The population served by program type shifted dramatically. Many of the new programs in California, the Mid-Atlantic region and Pennsylvania are in large urban settings. The 2001 data reflected very few programs in cities with populations in excess of a million. At the end of 2002, there were a significant number of programs in multi-million population cities. As a result, the average populations have increased dramatically.
In 2001 we found that 37% of the programs had begun or taken place within the past year, with 13% being less than six months old. In the past year there was a dramatic escalation in the launch of new electronics collection programs, with almost 60% of the programs beginning or taking place in the past year, and a notable 35% being held in the past six months.
An interesting shift has occurred in program access.

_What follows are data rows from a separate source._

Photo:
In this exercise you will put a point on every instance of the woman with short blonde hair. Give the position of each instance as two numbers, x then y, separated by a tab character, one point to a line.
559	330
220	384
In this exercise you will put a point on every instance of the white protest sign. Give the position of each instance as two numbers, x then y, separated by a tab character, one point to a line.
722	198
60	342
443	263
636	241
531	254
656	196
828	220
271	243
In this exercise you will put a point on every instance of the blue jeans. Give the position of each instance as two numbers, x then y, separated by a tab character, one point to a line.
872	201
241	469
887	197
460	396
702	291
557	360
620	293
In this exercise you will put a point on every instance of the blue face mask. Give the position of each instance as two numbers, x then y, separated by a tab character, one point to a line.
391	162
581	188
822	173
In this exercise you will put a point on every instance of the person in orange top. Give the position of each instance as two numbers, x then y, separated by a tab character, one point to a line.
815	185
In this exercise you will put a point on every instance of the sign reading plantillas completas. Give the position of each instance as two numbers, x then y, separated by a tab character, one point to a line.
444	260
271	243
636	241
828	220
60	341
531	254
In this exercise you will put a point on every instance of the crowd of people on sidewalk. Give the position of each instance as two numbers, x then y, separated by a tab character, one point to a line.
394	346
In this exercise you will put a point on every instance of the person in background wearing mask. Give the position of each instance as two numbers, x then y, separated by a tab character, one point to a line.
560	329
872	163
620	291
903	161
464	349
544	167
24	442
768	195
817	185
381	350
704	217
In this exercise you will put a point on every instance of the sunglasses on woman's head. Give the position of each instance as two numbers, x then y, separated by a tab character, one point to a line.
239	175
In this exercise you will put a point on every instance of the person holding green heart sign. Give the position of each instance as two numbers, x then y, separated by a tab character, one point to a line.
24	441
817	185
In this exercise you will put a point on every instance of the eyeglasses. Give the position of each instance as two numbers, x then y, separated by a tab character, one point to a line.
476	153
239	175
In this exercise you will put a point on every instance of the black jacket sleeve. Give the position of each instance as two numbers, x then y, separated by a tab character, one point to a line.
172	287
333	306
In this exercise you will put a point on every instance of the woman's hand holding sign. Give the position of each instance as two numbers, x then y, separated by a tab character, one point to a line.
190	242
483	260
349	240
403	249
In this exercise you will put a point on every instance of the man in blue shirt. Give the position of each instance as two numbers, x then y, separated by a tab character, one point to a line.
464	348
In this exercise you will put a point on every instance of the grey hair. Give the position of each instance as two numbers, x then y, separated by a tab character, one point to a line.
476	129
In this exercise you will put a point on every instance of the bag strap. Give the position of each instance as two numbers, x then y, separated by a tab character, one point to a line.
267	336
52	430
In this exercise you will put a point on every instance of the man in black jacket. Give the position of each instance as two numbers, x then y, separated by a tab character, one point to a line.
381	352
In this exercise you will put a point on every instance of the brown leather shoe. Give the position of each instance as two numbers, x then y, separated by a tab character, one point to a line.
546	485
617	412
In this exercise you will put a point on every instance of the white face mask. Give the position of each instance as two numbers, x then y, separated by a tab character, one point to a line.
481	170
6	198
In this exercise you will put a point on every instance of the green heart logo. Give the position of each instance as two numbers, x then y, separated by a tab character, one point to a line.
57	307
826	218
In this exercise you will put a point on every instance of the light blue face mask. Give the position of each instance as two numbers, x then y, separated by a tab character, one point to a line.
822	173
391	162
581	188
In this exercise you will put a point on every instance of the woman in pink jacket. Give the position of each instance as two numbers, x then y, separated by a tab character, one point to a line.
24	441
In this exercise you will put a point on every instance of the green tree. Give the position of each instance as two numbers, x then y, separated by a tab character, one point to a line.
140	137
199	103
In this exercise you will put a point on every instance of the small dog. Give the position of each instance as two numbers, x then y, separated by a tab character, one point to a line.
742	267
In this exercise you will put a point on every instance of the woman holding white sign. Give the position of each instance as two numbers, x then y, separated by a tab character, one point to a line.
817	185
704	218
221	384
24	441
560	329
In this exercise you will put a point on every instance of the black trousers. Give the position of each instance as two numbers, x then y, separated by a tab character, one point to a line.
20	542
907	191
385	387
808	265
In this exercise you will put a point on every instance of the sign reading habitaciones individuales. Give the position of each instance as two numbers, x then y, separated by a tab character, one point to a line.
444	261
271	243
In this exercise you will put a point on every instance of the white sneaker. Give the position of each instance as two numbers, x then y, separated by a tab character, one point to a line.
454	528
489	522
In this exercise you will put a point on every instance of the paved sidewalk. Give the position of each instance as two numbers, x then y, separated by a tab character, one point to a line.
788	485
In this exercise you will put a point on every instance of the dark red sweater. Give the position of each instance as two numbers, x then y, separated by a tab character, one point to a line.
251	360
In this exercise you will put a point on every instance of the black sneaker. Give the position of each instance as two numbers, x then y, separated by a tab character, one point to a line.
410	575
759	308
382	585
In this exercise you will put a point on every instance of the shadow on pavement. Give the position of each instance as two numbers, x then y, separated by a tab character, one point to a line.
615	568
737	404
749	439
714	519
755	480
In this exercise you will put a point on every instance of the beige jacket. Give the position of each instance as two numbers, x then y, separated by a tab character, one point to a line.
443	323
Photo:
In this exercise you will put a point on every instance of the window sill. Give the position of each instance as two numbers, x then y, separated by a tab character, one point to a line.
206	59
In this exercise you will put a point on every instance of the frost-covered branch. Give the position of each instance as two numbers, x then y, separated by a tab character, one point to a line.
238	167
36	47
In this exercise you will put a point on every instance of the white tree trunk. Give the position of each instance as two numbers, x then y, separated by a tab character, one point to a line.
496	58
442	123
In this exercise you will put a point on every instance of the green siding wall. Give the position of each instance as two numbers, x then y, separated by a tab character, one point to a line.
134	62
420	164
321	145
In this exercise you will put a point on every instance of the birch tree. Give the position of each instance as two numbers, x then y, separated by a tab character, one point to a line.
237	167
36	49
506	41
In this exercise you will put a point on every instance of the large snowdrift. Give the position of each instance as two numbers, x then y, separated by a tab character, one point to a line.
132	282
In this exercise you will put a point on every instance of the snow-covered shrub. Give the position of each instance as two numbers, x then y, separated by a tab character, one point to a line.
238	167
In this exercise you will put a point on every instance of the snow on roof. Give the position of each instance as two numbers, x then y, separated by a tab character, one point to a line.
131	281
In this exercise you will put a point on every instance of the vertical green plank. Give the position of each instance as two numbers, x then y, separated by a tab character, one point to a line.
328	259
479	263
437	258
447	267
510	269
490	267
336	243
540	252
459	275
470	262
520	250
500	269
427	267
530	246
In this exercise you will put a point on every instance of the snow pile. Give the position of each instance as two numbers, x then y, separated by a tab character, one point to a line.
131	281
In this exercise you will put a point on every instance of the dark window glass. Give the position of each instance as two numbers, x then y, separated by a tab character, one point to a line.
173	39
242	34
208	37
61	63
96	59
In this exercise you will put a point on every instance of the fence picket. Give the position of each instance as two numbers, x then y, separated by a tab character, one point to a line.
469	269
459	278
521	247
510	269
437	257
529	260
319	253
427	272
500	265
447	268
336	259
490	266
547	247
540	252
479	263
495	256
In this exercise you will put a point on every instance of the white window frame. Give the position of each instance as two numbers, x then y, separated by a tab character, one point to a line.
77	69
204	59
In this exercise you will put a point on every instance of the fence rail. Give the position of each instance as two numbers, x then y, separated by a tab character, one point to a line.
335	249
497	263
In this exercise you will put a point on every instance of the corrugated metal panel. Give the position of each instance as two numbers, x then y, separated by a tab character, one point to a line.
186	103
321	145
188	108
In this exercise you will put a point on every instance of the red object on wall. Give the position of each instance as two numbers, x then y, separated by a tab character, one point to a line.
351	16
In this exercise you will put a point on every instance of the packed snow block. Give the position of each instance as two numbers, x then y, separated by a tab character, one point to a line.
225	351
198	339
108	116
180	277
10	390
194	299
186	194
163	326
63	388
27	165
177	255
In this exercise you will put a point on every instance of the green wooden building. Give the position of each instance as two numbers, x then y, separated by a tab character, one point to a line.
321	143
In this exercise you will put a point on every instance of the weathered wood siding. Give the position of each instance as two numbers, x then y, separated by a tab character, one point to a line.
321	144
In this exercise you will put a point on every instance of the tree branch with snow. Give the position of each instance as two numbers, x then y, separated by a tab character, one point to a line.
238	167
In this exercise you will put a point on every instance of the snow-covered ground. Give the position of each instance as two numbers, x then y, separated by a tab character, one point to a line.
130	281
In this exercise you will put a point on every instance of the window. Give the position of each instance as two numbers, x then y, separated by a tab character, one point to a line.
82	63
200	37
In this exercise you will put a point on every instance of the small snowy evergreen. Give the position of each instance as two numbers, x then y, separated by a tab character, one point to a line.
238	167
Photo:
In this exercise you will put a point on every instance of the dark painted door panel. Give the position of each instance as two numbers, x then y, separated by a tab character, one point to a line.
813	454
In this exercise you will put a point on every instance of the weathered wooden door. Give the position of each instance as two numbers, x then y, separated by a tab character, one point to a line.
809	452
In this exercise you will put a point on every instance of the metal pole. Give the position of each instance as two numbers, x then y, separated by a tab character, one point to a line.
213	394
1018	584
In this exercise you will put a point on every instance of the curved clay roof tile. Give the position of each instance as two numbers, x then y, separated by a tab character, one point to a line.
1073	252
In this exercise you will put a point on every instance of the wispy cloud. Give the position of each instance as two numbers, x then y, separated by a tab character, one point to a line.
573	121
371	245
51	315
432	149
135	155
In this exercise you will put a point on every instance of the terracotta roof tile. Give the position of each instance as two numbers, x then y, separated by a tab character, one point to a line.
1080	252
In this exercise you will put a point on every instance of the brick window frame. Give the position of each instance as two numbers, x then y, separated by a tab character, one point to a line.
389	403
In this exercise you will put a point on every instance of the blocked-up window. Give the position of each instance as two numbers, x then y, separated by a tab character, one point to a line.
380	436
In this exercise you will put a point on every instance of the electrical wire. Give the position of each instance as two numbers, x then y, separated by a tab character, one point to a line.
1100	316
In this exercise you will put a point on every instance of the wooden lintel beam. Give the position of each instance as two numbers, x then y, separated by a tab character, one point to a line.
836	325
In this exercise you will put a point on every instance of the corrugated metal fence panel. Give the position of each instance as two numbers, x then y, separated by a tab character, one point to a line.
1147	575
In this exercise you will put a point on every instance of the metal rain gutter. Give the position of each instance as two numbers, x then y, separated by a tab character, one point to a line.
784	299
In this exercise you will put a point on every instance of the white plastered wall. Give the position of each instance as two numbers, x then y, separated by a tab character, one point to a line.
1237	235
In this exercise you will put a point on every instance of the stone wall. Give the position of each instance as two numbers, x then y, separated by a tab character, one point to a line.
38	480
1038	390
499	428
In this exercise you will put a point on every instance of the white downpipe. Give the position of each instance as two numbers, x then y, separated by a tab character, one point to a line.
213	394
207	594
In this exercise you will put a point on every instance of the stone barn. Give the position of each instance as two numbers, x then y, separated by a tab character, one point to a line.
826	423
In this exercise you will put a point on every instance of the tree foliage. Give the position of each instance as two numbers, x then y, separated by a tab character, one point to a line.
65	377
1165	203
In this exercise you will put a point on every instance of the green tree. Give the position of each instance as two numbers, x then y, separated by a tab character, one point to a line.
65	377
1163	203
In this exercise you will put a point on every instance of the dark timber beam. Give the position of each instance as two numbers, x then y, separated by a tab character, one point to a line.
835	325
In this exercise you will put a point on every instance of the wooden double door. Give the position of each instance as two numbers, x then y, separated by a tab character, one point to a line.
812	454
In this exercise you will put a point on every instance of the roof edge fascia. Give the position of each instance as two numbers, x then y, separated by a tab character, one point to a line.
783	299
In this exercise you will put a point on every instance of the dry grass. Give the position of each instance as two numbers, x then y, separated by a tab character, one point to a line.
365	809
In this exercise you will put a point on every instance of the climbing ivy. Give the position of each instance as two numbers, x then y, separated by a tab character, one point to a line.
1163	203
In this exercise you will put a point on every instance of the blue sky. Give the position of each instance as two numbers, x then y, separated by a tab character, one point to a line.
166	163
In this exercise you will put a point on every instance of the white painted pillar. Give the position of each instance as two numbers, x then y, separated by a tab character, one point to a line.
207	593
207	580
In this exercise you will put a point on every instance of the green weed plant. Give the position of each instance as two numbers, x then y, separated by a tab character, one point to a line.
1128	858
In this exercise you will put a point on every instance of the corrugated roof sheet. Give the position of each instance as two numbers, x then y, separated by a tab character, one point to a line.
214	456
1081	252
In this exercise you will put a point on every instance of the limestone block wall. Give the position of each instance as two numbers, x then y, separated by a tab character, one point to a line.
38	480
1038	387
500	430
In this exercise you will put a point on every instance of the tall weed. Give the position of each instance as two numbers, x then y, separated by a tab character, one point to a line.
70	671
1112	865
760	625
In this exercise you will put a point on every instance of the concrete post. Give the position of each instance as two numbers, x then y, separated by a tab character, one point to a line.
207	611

Half as many programs now only allow access to residents and, as a corollary, almost twice as many now provide access to small businesses. This may reflect a growing demand for such services from the small business sector, but may also be financially driven. There has been almost a 19% increase in the number of programs that charge fees to residents and a 17% increase in programs charging fees to businesses. As a result, a majority of programs are now charging fees. Often business fees are higher than the fees charged to residents. Expanding program access may be a mechanism for financially supporting the overall program.
Another change relative to end-of-life fees is their size. In 2001 the majority of programs were charging $5 per cathode ray tube. Those end-of-life fees have now generally increased to $7 - $10. An associated shift in program design is an overall decrease in the percentage of programs that accept "all electronics". Another change is a notable increase in the number of programs that are specifically accepting cell phones. This is a category of electronics that was barely mentioned by programs in 2001.
Despite an increase in the number of programs charging end-of-life fees, an increase in those fees, and a constriction in the range of materials being accepted, overall program costs have decreased.